Page:De Gaspé - Mémoires. 1866.djvu/216

Cette page a été validée par deux contributeurs.

Il était nuit close lorsque nous retournâmes à Québec, les uns à pied, les autres en voiture. Arrivés à la porte Saint-Louis, un cheval rétif refusa de passer outre et il fallut le dételer. Il me passa une idée lumineuse par la tête : celle de faire une entrée triomphale dans la cité, en traînant nous-mêmes la calèche dans laquelle prendraient place les meilleurs joueurs de cricket. Le dedans de la voiture fut encombré dans l’instant, et trois même se tinrent debout comme des laquais derrière la calèche.[1] À moi, comme de droit, appartenait l’honneur de servir de cheval de trait, tandis que d’autres me seconderaient en tirant les timons en dehors, et que trois pousseraient la voiture par derrière. Nous parcourûmes la rue Saint-Louis comme une avalanche, en poussant des hurrah : ce qui attira tout le monde aux fenêtres ; mais la nuit était si sombre qu’il était impossible de nous reconnaître.
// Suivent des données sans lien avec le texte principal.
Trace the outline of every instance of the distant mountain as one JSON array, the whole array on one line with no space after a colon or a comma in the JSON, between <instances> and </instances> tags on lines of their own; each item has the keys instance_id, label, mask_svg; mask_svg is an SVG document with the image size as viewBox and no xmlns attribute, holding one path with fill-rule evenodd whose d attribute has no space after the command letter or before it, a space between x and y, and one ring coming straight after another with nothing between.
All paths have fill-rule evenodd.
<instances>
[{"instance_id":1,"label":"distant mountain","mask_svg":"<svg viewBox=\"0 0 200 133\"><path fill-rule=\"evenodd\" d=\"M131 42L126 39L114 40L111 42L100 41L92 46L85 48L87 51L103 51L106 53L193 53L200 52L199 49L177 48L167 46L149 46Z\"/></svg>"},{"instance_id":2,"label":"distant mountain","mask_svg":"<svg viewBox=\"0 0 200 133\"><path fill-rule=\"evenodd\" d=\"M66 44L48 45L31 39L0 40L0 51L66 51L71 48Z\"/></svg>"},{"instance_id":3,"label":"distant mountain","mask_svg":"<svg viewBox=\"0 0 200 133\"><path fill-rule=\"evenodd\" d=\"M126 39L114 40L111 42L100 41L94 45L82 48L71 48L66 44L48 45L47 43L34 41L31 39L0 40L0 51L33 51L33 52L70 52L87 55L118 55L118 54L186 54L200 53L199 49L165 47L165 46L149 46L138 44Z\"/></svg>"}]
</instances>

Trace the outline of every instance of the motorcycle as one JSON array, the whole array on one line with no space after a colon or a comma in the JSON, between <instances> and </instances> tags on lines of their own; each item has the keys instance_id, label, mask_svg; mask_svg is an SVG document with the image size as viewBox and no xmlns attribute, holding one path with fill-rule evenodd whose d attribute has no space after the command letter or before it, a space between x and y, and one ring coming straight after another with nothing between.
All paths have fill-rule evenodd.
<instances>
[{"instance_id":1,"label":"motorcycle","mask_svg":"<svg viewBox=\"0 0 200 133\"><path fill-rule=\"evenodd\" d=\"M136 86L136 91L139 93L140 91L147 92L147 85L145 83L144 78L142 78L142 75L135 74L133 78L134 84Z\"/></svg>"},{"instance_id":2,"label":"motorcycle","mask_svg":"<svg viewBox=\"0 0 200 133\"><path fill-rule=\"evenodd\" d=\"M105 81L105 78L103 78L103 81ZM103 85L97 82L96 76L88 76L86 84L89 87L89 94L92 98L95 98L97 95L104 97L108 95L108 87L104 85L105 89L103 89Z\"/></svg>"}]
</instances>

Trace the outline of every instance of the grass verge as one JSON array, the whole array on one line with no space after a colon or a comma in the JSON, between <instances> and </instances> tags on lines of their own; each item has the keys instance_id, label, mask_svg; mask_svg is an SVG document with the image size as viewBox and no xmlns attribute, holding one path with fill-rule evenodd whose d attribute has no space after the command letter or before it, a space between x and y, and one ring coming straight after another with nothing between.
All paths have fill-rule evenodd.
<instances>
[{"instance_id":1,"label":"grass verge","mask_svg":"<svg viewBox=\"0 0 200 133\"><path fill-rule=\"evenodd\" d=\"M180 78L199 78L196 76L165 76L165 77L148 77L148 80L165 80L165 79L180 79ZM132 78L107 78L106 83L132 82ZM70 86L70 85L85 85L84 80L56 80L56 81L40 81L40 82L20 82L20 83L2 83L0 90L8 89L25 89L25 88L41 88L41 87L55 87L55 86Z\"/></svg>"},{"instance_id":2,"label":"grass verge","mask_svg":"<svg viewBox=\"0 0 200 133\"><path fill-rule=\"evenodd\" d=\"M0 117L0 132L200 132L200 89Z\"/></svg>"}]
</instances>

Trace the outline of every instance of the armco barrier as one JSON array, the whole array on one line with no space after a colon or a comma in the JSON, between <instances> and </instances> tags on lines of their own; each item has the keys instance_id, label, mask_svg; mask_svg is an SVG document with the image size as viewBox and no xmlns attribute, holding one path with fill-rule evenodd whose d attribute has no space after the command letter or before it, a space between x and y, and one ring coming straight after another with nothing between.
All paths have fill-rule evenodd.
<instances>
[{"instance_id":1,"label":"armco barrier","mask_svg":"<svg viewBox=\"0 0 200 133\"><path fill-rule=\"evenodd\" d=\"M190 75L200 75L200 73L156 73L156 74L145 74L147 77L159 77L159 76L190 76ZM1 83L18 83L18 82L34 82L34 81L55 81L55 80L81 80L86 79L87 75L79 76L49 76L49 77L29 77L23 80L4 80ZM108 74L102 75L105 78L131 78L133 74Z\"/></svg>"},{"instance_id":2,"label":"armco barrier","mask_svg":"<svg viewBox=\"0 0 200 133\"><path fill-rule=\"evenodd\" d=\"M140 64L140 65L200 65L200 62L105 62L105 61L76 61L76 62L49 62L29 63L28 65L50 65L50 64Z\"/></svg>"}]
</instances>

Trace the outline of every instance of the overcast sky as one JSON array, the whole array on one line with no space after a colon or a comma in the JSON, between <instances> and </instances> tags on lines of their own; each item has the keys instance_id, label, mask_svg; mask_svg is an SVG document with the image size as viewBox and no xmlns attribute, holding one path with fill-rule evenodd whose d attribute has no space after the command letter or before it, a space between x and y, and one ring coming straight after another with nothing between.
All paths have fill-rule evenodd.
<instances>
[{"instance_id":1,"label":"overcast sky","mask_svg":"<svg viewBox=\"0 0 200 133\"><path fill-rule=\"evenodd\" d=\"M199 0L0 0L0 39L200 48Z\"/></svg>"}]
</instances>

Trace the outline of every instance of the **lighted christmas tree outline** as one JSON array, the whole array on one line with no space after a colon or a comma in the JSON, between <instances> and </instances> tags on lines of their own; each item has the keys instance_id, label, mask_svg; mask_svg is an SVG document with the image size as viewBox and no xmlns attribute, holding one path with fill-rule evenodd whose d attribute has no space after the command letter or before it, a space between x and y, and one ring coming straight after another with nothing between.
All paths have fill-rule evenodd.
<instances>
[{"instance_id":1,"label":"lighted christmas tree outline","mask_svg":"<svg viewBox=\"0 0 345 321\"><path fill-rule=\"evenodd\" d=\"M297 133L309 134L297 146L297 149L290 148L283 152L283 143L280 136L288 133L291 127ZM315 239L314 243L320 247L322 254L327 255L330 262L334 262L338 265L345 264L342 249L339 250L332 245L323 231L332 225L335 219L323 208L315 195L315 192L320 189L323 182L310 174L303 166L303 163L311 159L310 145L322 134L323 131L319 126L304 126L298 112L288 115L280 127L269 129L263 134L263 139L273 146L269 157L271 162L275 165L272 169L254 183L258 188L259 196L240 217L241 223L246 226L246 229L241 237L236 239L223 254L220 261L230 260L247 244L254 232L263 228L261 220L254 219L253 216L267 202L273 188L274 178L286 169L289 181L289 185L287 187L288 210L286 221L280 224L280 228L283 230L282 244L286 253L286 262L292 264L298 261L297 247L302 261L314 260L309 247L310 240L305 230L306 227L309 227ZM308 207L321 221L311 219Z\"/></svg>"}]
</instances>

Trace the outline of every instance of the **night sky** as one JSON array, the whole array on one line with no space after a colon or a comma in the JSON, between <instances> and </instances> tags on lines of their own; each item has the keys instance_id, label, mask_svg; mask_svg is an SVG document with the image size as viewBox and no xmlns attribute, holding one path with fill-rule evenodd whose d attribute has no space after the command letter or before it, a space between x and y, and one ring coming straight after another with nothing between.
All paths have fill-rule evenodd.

Tout allait bien jusque-là ; le terrain était planche et je ne courais aucun danger. Il n’en fut pas de même lorsque nous débouchâmes sur la place d’Armes, notre boulevard actuel. J’avais beau crier : arrêtez ! arrêtez ! mes amis n’en poussaient et n’en tiraient que plus fort et nous descendions cette côte comme la foudre ! Je calculais, à part moi, mes chances de salut. J’avais en effet trois genres de mort en perspective : me briser la tête sur les maisons que nous avions en face, ce qui aurait pourtant décidé une question bien importante, celle de s’assurer si ma tête contenait une cervelle ; ou

  1. Une calèche canadienne est une voiture à deux roues seulement.